For one president, reshuffling his team actually backfired. Persuaded by his
pollster, Pat Caddell, and in the face of skyrocketing gas prices and
sagging poll numbers, President Jimmy Carter retreated to Camp David in the
summer of 1979 for 10 excruciating days to reflect on his troubles with the
help of prominent leaders from outside his administration. He then came down
from the mountain to deliver his famous "crisis of confidence" speech, also
known as the "malaise speech," and propose bold new energy plans.

The public at first received the speech well, and President Carter's
approval ratings improved. But the polls went into reverse a few days later,
when he fired half his cabinet. Sensing that the president had lost control
of his team and was desperate, the public gave him some of the lowest poll
numbers of any president in modern times. Karl Rove has no doubt taken note.

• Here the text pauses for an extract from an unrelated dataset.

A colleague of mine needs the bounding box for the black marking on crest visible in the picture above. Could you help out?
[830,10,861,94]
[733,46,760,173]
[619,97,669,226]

Shaking up a team clearly worked, though, for President Ronald Reagan in
1986, when his administration was devastated by the Iran-contra scandal.
Until then, President Reagan had struck a deep chord of trust with the
public; even people who didn't like his policies thought they could put
their faith in him and liked him personally. The Iran-contra affair
challenged that image with its suggestion of scandal and duplicity. The
imbroglio sent his approval ratings plummeting into the 40's and even
brought rumblings about impeachment.

President Reagan's response to that situation could serve the current
administration as a model of recovery. Not only did Mr. Reagan bring in an
outstanding new team of outsiders ‹ people like Howard Baker, Frank
Carlucci, Ken Duberstein and Colin Powell ‹ but he also swiftly changed the
way he did business. Counseled by David Abshire, his special adviser on
Iran-Contra affairs, and others, he opened White House files to scrutiny,
waived executive privilege so that Congress could interrogate anybody it
liked, reached out seriously to Democrats and changed the tone in
Washington. The road thereafter was not always smooth, but President Reagan
went on to achieve many of his goals at home and abroad, leaving office with
an approval rating in the 60's.

President Clinton, too, was a leader who could change when things veered off
course. I was a part of one of the Clinton shake-ups, joining the
administration as his White House counselor when he was in trouble in the
middle of his first year in office. Six months later, he had climbed out of
the ditch and was on his way again.

It wasn't what I or others on staff did that ultimately made the difference.
Rather, it was Mr. Clinton himself, with the support of his wife, Hillary.
He acted early enough that he still had a reservoir of good will, and he
made a genuine effort to alter the way he functioned.

Mr. Bush should have embraced the Reagan model of recovery last fall, when
many urged it in the aftermath of Hurricane Katrina and the indictment of I.
Lewis Libby. He had a decent chance to rebuild his presidency at that time.
But he refused to change anything, choosing instead to "hang in" with the
same policies, politics and personnel. Half a year has now passed, allowing
the attitudes of those who were losing faith then to crystallize and harden.

The current shuffle is coming extremely late for a recovery ‹ too late,
probably ‹ and so far, the administration has not brought in any outside
heavyweights. The timing and nature of the shake-up signals that Mr. Bush's
primary interest is in better management and marketing. Those will help, but
they almost certainly will not be enough to rescue his presidency from its
low approval ratings and loss of public confidence.

Mr. Bush has to want to change. He has to want to change policies like those
on Iraq, energy and taxes; practices like secrecy; and politics like those
that cater only to his base. Is he a leader whose resolve will ultimately
become self-defeating stubbornness, or is he capable of flexibility, like
his hero President Reagan? Much rides on the answer.

David Gergen is a professor of public service and director of the Center for
Public Leadership at the Kennedy School of Government at Harvard. He was a
White House adviser to four presidents.